20th century world history—prescribed subjects (one to be studied)
1. Peacemaking, peacekeeping—international relations 1918–36
2. The Arab–Israeli conflict 1945–79
3. Communism in crisis 1976–89
SL and HL
20th century world history - topics (two to be studied)
1. Causes, practices and effects of wars
2. Democratic states - challenges and responses
3. Origins and development of authoritarian and single-party states
4. Nationalist and independence movements in Africa and Asia and post-1945 Central and Eastern European states
5. The Cold War
SL and HL
Higher Level options (one to be studied)
1. Aspects of the history of Africa
2. Aspects of the history of the Americas
3. Aspects of the history of Asia and Oceania
4. Aspects of the history of Europe and the Middle East
All students, both standard and higher level, are obliged to write an Internal Assessment on a subject chosen by themselves and approved by the instructor.
The emphasis of the course, both at Standard and High level, is on ‘doing philosophy’, that is on actively engaging students on philosophical activity, in order to enable them to develop an inquiring and intellectually curious way of thinking. The course will provide the students with the necessary tools to formulate arguments in a sound and purposeful way, to make reasoned judgments and to evaluate highly complex and multifaceted issues. In ‘doing philosophy’, the students will examine critically their own experiences and their ideological and cultural perspectives and they will be able to apply their philosophical knowledge and skills to the world around them.

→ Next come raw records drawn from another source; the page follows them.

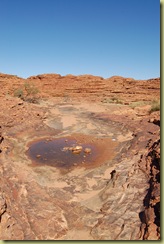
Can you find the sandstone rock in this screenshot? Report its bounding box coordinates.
[72,146,83,154]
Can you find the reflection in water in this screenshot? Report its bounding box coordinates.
[28,138,98,169]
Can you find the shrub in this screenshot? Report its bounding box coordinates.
[14,82,39,103]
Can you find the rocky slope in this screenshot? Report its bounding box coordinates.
[0,74,160,240]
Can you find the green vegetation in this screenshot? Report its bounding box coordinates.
[14,82,39,103]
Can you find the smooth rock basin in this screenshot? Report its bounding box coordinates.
[27,135,117,170]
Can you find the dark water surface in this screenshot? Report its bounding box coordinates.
[27,137,99,168]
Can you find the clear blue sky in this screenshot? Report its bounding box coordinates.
[0,0,160,79]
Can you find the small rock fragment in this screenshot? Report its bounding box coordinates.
[84,147,91,153]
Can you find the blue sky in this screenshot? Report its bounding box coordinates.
[0,0,160,79]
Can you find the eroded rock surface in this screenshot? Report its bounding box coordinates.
[0,74,160,240]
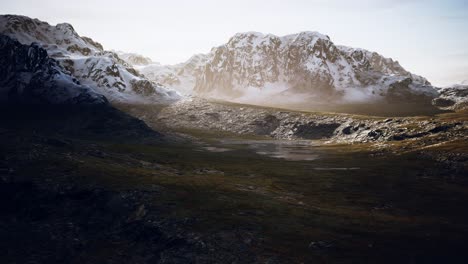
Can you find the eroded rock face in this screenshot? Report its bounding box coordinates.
[432,85,468,110]
[142,32,437,104]
[0,34,107,104]
[0,15,179,102]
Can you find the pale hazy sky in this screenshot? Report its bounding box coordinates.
[0,0,468,85]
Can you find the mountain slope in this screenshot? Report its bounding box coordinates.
[0,35,107,104]
[0,15,179,102]
[141,32,437,103]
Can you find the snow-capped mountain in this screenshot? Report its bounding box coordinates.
[135,54,207,95]
[0,34,107,104]
[433,82,468,110]
[0,15,179,102]
[140,32,437,102]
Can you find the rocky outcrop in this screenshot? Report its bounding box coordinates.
[0,15,179,102]
[432,85,468,110]
[155,99,468,143]
[116,51,153,66]
[0,35,107,104]
[142,32,437,105]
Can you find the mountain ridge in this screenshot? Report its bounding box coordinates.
[139,31,437,103]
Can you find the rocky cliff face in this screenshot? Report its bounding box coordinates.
[0,34,107,104]
[0,15,179,102]
[142,32,437,103]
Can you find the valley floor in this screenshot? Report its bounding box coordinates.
[0,102,468,263]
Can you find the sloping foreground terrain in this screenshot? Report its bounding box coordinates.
[0,105,468,263]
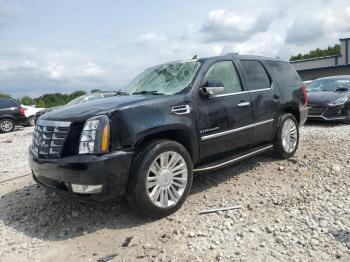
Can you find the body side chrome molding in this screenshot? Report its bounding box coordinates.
[193,145,273,172]
[213,83,274,98]
[201,119,274,141]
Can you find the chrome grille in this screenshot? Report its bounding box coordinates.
[309,105,327,116]
[32,120,71,158]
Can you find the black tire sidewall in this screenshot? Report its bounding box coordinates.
[0,118,16,133]
[274,113,300,159]
[132,140,193,218]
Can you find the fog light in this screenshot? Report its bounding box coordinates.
[71,184,102,194]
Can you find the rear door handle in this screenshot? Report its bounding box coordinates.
[272,95,280,101]
[237,102,250,107]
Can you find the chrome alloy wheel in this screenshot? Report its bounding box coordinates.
[0,120,13,132]
[282,119,298,153]
[146,151,188,208]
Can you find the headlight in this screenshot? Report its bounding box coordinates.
[328,97,348,106]
[79,115,110,154]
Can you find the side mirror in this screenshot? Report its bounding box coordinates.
[200,80,225,97]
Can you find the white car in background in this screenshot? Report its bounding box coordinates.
[21,105,45,126]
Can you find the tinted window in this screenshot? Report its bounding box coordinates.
[266,61,301,86]
[103,93,115,98]
[0,99,17,108]
[241,61,271,90]
[204,61,242,95]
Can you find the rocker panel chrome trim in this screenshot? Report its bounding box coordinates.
[193,145,273,172]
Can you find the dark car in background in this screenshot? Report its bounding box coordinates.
[0,98,27,133]
[307,75,350,124]
[35,91,122,122]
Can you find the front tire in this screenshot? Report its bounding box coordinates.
[28,116,35,126]
[128,140,193,218]
[0,118,15,133]
[274,113,299,159]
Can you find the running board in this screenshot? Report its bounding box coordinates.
[193,145,273,172]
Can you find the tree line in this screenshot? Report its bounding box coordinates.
[0,89,100,108]
[290,44,340,61]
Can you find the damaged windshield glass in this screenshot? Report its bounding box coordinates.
[126,61,200,95]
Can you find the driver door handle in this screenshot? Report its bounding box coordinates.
[237,102,250,107]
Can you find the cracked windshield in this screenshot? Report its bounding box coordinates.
[126,61,200,95]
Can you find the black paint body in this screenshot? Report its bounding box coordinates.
[0,99,28,125]
[29,55,307,199]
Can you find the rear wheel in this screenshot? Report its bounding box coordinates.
[28,116,35,126]
[274,113,299,159]
[0,119,15,133]
[129,140,193,218]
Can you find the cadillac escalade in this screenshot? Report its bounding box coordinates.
[29,54,308,218]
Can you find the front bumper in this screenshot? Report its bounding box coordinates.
[308,104,348,121]
[15,116,28,126]
[29,149,133,201]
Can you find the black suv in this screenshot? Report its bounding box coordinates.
[34,91,123,123]
[0,98,27,133]
[29,54,307,217]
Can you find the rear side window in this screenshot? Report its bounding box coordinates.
[204,61,242,95]
[0,99,17,109]
[266,61,301,86]
[241,60,271,90]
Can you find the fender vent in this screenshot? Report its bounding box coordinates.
[171,105,191,115]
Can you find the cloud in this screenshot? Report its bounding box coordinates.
[0,0,25,29]
[286,8,350,46]
[201,9,276,42]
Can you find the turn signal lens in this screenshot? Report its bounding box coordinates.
[300,84,307,107]
[79,115,110,154]
[101,125,109,153]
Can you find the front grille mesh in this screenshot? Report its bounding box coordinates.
[32,121,70,158]
[309,105,327,116]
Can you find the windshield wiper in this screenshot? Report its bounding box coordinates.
[114,89,130,96]
[132,90,164,95]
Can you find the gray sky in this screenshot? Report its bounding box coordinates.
[0,0,350,97]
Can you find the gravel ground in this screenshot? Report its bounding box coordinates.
[0,124,350,262]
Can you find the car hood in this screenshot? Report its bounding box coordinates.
[307,91,349,104]
[40,95,165,122]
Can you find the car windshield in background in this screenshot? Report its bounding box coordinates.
[307,79,350,92]
[126,61,200,95]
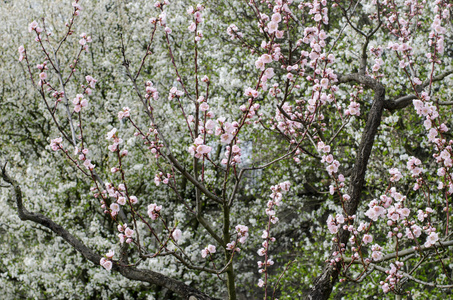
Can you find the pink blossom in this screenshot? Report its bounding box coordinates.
[110,203,120,212]
[172,228,182,241]
[129,196,138,204]
[362,234,373,245]
[124,227,134,238]
[28,21,38,32]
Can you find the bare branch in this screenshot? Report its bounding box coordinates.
[1,163,215,300]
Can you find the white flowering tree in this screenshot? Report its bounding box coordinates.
[0,0,453,300]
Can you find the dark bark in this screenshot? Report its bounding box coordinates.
[307,73,385,300]
[2,164,216,300]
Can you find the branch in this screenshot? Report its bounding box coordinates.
[384,70,453,110]
[370,264,453,289]
[307,73,385,300]
[343,240,453,264]
[1,163,215,300]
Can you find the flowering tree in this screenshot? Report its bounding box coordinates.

Philosophy at the IB consists of a systematic critical inquiry into profound, fascinating and challenging questions, such as ‘What is it to be human?’, ‘Do we have free will?’, or ‘What do we mean when we say something is right or wrong?’ These abstract questions arise out of our everyday experiences, and philosophical tools such as critical thinking, careful analysis, and construction of arguments provide the means of addressing them. In that context, the students will have the opportunity to engage with some of the world’s most interesting and influential thinkers and to develop their skills through the study of philosophical themes and the close reading of a philosophical text. In all, the primary aim of the course is to challenge the students to develop their own philosophical voice and to grow into independent thinkers.
With regards to the assessments of the Philosophy course, there are four objectives against which students are graded: knowledge and understanding, application and analysis, synthesis and evaluation and use of appropriate philosophical language. The Core Theme for both SL and HL is ‘Being Human’ and this is the compulsory theme of the subject; it includes concepts such as Human Nature, Identity, Mind and Body. Furthermore, there are seven Optional Themes (SL studies one theme and HL two) such as Ethics, Aesthetics and Political Philosophy, and the close study of a prescribed primary philosophical text. For HL students, there is the requirement to explore the nature of philosophical activity, which means that the students will have the opportunity to engage in a deeper exploration of the nature, function, meaning and methodology of philosophy. Finally, SL and HL students will produce a philosophical analysis of a non-philosophical stimulus in the form of an essay, which will be assessed internally.